Perda de volume muscular em braços e pernas é visível em quase todos os pacientes, com fraqueza muscular. Alterações ortopédicas como escoliose, anormalidades do coração, com distúrbios de condução elétrica (arritmias cardíacas), lesões cardíacas e diabetes ocorrem em 50% dos pacientes.
A AF é extremamente variável em suas características clínicas, e há pacientes com quadros bem mais sutis ou leves. A doença quando começa após os 25 anos de idade parece ser mais leve, ocorrendo em 14% dos pacientes com a doença. Pode ocorrer da doença começar após os 40 anos de idade, a doença de instalação muito tardia.
O diagnóstico é clínico, sendo que a suspeita clínica é a parte mais importante. Sendo a AF rara, seu diagnóstico depende também da exclusão de outras causas de ataxia. Assim, exames serão feitos para descartar outras doenças que cursem com ataxia, como exames de imagem (tomografia ou ressonância magnética) e exames de sangue. Em geral, os exames de imagem pouco ajudam, demonstrando na maior parte das vezes diminuição (atrofia) do cerebelo.
O diagnóstico correto é feito através de um teste genético, procurando-se pela mutação do gene que produz a proteína chamada de frataxina, que está defeituosa e pouco funcional nestes pacientes. O teste deve ser solicitado por médico especialista.

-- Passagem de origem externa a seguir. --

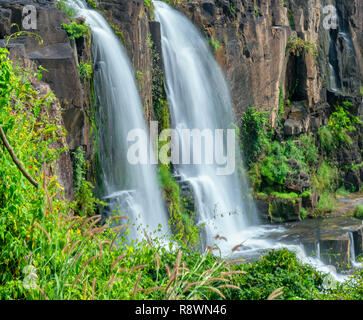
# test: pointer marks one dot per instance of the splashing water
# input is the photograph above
(131, 188)
(199, 98)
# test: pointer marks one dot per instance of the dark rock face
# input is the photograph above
(284, 210)
(58, 55)
(132, 19)
(253, 37)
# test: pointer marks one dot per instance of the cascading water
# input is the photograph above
(133, 189)
(199, 99)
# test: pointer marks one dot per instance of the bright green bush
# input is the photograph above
(358, 212)
(85, 70)
(76, 30)
(255, 134)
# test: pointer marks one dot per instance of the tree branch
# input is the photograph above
(15, 159)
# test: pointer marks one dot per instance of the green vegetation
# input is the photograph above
(61, 5)
(255, 134)
(358, 211)
(85, 70)
(53, 249)
(341, 123)
(214, 44)
(85, 203)
(76, 30)
(181, 219)
(297, 46)
(119, 33)
(92, 3)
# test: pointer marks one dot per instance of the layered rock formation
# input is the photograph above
(251, 38)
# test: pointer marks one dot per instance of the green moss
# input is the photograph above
(358, 212)
(297, 46)
(291, 195)
(76, 30)
(85, 70)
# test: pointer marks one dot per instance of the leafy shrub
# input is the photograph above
(278, 269)
(326, 179)
(76, 30)
(358, 211)
(298, 46)
(340, 124)
(255, 134)
(85, 70)
(85, 203)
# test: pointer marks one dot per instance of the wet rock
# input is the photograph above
(5, 22)
(292, 127)
(284, 210)
(310, 200)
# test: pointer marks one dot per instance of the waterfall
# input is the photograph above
(133, 189)
(353, 260)
(199, 98)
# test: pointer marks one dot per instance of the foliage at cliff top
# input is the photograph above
(48, 252)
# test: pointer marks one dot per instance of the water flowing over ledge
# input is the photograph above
(131, 188)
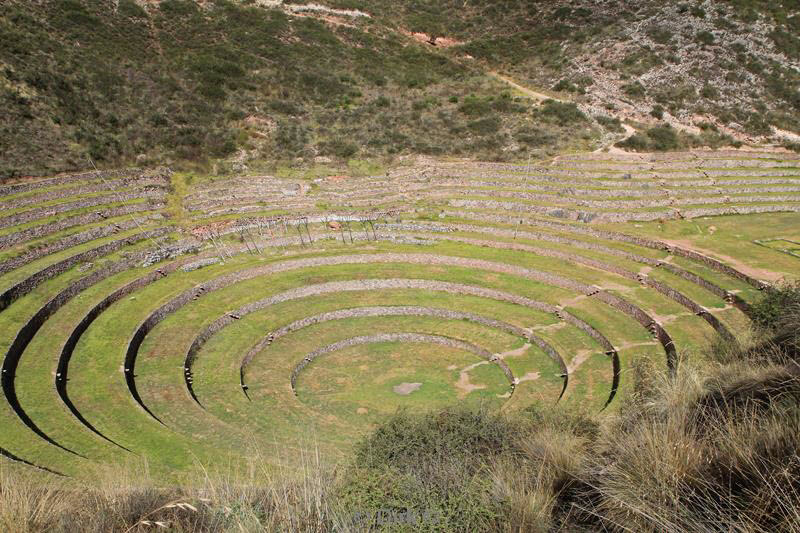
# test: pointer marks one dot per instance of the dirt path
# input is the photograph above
(524, 90)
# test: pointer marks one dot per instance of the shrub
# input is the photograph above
(779, 305)
(634, 90)
(663, 138)
(485, 126)
(657, 112)
(562, 113)
(705, 37)
(609, 123)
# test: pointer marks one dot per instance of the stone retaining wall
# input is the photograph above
(67, 192)
(621, 237)
(38, 232)
(49, 211)
(56, 269)
(401, 337)
(32, 326)
(74, 240)
(396, 311)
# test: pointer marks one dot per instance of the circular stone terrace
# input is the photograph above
(249, 317)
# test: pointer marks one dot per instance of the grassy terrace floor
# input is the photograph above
(495, 280)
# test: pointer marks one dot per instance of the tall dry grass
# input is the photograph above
(714, 448)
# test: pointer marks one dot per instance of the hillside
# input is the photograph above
(165, 82)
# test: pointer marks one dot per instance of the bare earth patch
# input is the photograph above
(404, 389)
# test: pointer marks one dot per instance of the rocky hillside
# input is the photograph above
(122, 81)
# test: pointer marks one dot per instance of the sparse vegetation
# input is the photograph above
(726, 426)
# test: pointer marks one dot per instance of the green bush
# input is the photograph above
(657, 112)
(561, 113)
(634, 90)
(705, 37)
(663, 138)
(778, 302)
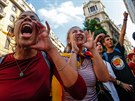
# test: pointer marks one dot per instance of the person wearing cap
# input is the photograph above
(131, 64)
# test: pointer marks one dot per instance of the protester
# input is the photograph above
(131, 63)
(25, 75)
(81, 53)
(109, 84)
(115, 56)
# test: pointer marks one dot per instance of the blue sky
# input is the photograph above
(63, 14)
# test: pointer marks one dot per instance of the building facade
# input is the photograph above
(94, 9)
(130, 5)
(9, 12)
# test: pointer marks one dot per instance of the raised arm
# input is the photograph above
(68, 75)
(99, 66)
(123, 30)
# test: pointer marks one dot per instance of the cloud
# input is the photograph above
(62, 13)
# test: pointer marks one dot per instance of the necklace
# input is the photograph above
(21, 74)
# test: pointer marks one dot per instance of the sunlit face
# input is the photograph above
(108, 43)
(99, 47)
(76, 34)
(25, 29)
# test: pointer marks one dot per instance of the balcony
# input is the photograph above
(4, 2)
(17, 3)
(2, 14)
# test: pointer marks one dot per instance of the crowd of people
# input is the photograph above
(26, 74)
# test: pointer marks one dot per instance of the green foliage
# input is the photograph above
(94, 26)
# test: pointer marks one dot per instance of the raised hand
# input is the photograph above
(99, 37)
(73, 45)
(90, 44)
(43, 41)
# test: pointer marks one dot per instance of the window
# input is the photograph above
(14, 8)
(7, 43)
(12, 18)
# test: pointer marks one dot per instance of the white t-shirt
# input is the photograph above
(109, 84)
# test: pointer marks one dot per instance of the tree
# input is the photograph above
(94, 26)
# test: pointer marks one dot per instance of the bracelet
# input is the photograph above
(61, 69)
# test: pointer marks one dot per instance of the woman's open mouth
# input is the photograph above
(26, 31)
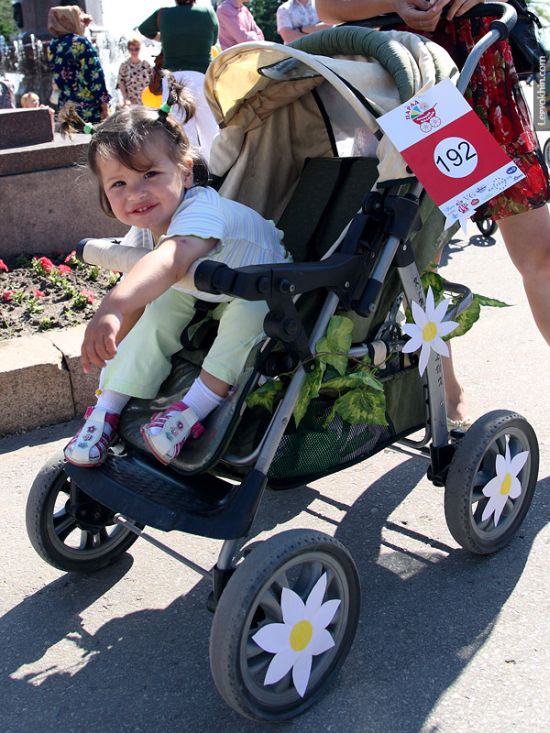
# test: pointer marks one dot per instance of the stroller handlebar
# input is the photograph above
(506, 12)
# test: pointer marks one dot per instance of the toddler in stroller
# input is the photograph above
(360, 231)
(148, 179)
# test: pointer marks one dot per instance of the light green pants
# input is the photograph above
(143, 359)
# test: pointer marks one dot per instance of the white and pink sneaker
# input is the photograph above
(167, 432)
(89, 446)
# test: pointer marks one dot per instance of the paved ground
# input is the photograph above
(447, 643)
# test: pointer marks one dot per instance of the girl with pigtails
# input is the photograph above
(151, 179)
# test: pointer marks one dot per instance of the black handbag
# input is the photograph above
(527, 49)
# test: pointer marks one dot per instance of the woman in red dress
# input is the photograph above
(495, 95)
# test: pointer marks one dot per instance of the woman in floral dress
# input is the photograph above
(76, 68)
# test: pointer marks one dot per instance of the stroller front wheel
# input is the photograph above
(58, 537)
(284, 624)
(487, 227)
(491, 481)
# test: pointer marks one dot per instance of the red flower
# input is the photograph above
(88, 294)
(47, 264)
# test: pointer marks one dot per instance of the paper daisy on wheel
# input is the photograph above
(505, 485)
(428, 330)
(302, 635)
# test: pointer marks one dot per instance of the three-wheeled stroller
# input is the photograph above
(285, 612)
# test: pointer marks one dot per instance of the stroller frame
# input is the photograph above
(240, 587)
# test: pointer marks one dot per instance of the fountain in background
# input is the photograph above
(49, 203)
(24, 61)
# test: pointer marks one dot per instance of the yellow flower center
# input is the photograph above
(506, 485)
(300, 636)
(429, 332)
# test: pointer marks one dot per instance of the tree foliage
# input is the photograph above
(264, 12)
(7, 24)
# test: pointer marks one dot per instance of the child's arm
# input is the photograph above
(151, 276)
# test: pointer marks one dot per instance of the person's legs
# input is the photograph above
(241, 326)
(141, 364)
(455, 398)
(527, 239)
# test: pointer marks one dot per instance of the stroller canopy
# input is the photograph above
(278, 105)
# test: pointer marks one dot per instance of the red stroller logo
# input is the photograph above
(424, 116)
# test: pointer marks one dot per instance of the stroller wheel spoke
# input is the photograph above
(294, 560)
(64, 524)
(477, 496)
(271, 606)
(474, 466)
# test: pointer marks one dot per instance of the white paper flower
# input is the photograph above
(428, 330)
(505, 484)
(302, 636)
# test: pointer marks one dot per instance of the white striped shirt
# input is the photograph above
(244, 237)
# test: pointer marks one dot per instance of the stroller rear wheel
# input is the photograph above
(62, 540)
(491, 481)
(284, 624)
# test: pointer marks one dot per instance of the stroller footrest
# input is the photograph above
(155, 496)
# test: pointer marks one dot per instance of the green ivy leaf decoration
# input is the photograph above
(466, 320)
(468, 317)
(353, 381)
(483, 300)
(310, 390)
(266, 395)
(334, 347)
(360, 406)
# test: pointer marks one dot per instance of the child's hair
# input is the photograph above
(28, 98)
(134, 41)
(122, 136)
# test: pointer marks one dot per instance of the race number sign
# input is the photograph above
(450, 150)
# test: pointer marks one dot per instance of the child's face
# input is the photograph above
(149, 198)
(30, 102)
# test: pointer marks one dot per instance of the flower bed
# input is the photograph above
(38, 294)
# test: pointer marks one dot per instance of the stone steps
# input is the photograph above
(42, 382)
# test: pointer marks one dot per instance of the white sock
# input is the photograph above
(111, 401)
(201, 399)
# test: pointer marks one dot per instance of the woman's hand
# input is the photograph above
(459, 7)
(420, 15)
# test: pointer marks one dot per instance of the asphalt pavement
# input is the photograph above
(447, 643)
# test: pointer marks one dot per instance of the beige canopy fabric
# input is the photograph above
(271, 122)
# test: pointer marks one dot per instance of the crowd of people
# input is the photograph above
(191, 32)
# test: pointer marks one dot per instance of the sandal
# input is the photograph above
(167, 432)
(99, 432)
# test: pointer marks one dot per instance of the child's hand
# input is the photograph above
(459, 7)
(100, 339)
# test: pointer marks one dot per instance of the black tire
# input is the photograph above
(487, 227)
(53, 532)
(252, 599)
(473, 466)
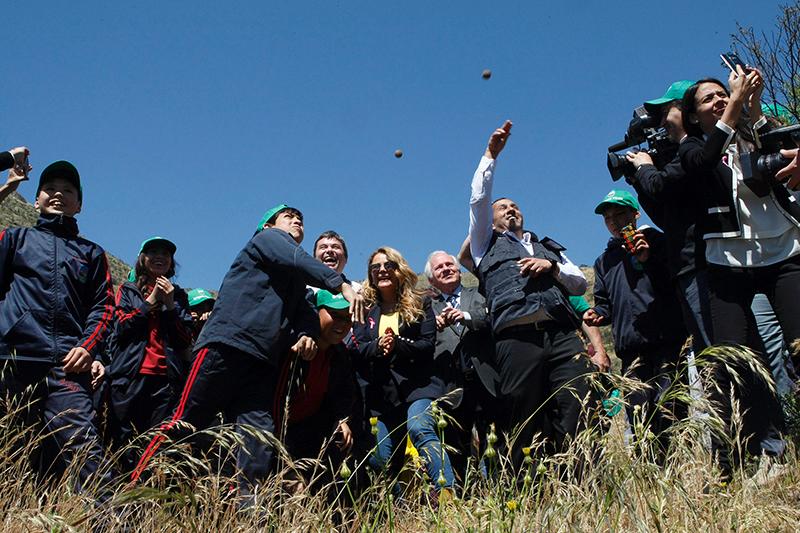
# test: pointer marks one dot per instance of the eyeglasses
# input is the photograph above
(390, 266)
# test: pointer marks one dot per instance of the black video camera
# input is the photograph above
(760, 166)
(642, 128)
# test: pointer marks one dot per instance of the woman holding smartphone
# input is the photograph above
(751, 229)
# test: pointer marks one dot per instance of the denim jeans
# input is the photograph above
(769, 329)
(420, 426)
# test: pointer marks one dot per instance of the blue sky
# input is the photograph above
(190, 119)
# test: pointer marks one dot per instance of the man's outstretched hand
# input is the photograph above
(498, 140)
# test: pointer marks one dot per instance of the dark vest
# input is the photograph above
(510, 296)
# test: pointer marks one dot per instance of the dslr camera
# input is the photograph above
(760, 166)
(643, 128)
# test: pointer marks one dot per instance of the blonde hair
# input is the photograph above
(409, 299)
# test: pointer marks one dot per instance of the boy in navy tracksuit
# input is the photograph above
(56, 304)
(151, 342)
(323, 397)
(634, 293)
(261, 302)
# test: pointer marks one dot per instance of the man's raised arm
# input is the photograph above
(480, 204)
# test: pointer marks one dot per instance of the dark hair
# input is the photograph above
(330, 234)
(689, 106)
(290, 210)
(143, 276)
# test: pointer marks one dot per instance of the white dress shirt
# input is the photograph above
(480, 229)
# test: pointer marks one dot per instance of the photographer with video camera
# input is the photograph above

O tratamento da AF é suportivo, e não há cura para a doença (ainda!). O uso de fisioterapia para aliviar alguns dos sintomas motores pode ser útil quando bem indicado. As alterações ortopédicas podem necessitar de cirurgia, a depender do ortopedista que segue o paciente.
Recentemente, tentou-se o uso de uma medicação chamada de idebenona, um antioxidante, que parece diminuir ou estabilizar as alterações cardíacas que podem acompanhar a doença, e talvez possa auxiliar no tratamento da ataxia. No entanto, mais estudos são necessários para desvendar o papel desta medicação na AF.